When a numerical range according to the present specification is explicitly modified by the term “about”, this may be understood to include up to +10% of the stated numerical range.

In the present specification, when a range is described for a variable, it should be understood that the variable includes all values including the end points described within the stated range. For example, the range of “5 to 10” should be understood to include any subranges, such as 6 to 10, 7 to 10, 6 to 9, 7 to 9, and the like, as well as individual values of 5, 6, 7, 8, 9 and 10. The range should also be understood to include any value between valid integers within the stated range, such as 5.5, 6.5, 7.5, 5.5 to 8.5, 6.5 to 9, and the like. Also, for example, the range of “10% to 30%” should be understood to include subranges, such as 10% to 15%, 12% to 18%, 20% to 30%, etc., as well as all integers including values of 10%, 11%, 12%, 13% and the like up to 30%. The range should also be understood to include any value between valid integers within the stated range, such as 10.5%, 15.5%, 25.5%, and the like.

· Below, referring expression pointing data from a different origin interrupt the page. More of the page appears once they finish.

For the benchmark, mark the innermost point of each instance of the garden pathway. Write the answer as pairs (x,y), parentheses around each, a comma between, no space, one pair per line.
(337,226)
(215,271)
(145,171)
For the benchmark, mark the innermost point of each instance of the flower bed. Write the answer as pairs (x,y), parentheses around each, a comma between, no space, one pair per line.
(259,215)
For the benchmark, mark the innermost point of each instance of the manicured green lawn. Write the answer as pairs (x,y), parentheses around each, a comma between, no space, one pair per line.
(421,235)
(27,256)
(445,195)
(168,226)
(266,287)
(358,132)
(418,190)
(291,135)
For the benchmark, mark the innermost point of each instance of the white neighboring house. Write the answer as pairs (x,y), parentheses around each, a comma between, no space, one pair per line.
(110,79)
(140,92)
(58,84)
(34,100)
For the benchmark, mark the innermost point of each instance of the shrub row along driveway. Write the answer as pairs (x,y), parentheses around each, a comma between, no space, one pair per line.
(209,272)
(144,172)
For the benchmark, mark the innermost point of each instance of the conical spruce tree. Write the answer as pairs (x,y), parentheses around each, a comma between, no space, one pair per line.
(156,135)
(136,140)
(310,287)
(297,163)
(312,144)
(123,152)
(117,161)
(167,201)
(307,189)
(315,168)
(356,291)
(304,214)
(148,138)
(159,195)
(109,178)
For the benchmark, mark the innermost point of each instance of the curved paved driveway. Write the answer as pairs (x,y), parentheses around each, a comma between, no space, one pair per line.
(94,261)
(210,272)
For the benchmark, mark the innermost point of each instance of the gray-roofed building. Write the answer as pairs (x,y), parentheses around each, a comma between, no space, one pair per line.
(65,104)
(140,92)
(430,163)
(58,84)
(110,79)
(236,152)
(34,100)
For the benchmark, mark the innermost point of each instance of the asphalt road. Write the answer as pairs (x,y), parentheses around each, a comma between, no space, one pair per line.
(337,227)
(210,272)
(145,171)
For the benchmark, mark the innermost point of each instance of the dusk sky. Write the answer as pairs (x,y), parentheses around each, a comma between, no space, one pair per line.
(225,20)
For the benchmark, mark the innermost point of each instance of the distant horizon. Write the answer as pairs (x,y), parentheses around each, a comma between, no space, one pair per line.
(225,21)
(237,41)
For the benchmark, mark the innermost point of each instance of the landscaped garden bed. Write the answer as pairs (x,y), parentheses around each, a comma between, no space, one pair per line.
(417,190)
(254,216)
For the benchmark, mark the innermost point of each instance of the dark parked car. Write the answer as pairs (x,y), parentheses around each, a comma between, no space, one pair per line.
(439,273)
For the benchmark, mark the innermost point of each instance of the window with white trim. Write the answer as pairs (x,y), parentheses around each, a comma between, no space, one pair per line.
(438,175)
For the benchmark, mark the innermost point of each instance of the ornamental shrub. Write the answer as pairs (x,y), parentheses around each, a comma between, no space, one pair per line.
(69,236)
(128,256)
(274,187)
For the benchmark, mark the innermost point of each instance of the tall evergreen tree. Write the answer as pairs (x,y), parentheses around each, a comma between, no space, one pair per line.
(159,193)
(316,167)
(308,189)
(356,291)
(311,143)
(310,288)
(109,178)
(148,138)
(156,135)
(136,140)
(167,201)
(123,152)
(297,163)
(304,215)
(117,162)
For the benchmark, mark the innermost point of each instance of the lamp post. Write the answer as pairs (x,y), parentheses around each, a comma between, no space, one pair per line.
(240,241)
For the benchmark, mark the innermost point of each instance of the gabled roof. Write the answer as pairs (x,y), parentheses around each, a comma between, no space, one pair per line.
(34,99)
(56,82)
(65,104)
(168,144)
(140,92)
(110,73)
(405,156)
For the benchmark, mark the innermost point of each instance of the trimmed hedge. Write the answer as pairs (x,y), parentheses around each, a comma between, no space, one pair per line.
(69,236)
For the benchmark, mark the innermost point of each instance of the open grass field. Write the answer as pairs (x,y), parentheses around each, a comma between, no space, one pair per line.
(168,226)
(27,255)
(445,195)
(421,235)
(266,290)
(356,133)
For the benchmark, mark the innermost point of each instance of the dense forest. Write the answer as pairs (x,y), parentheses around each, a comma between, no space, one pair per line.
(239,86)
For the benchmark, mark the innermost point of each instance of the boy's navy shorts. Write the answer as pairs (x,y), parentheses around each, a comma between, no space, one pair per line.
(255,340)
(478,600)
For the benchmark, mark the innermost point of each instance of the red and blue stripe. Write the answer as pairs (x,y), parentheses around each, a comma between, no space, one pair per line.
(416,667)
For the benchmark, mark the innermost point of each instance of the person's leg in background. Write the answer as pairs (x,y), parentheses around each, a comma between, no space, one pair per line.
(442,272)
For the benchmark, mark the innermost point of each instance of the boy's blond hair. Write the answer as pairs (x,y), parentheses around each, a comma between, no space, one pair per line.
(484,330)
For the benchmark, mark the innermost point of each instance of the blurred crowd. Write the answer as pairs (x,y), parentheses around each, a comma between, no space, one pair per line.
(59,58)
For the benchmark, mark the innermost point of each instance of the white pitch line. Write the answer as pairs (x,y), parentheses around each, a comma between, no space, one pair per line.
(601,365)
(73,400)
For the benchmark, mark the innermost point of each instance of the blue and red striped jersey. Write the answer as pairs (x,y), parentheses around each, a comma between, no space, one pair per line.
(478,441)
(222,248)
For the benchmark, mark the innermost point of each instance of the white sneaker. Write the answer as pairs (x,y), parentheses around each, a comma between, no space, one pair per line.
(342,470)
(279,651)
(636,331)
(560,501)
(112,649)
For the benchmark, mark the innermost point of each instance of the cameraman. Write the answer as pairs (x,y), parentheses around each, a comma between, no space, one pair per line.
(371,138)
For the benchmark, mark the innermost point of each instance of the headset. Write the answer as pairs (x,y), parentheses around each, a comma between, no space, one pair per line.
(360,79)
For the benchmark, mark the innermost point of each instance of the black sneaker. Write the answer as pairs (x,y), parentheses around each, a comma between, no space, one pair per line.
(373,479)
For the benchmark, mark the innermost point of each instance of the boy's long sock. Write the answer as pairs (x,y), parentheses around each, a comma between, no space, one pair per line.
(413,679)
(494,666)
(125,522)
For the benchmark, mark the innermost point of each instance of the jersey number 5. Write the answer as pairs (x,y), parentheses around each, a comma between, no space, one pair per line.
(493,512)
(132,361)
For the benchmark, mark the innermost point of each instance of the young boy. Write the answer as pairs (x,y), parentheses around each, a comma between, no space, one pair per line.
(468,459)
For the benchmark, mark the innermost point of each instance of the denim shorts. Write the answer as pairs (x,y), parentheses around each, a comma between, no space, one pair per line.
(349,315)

A general polymer electrolyte membrane fuel cell is used in a stack form in which dozens to hundreds of unit cells are stacked and assembled to meet the required output level. Each unit cell includes a bipolar plate, a gas diffusion layer (GDL), an electrode layer (anode, cathode), and a polymer electrolyte membrane (proton exchange membrane), and the polymer electrolyte membrane with two electrodes attached thereto is called a membrane-electrode assembly (MEA). The configuration and performance of MEA may be regarded as the core of a polymer electrolyte membrane fuel cell.

The bipolar plate, gas diffusion layer, electrode layer, and polymer electrolyte membrane included in the polymer electrolyte membrane fuel cell are not limited in shape, thickness, area, etc. unless otherwise defined or explained herein, and may include those commonly used in the art to which the present disclosure pertains.

The electrolyte membrane may include a polymer electrolyte having proton conductivity. The proton conductivity may mean the ability to conduct or exchange protons (H) between the anode and the cathode.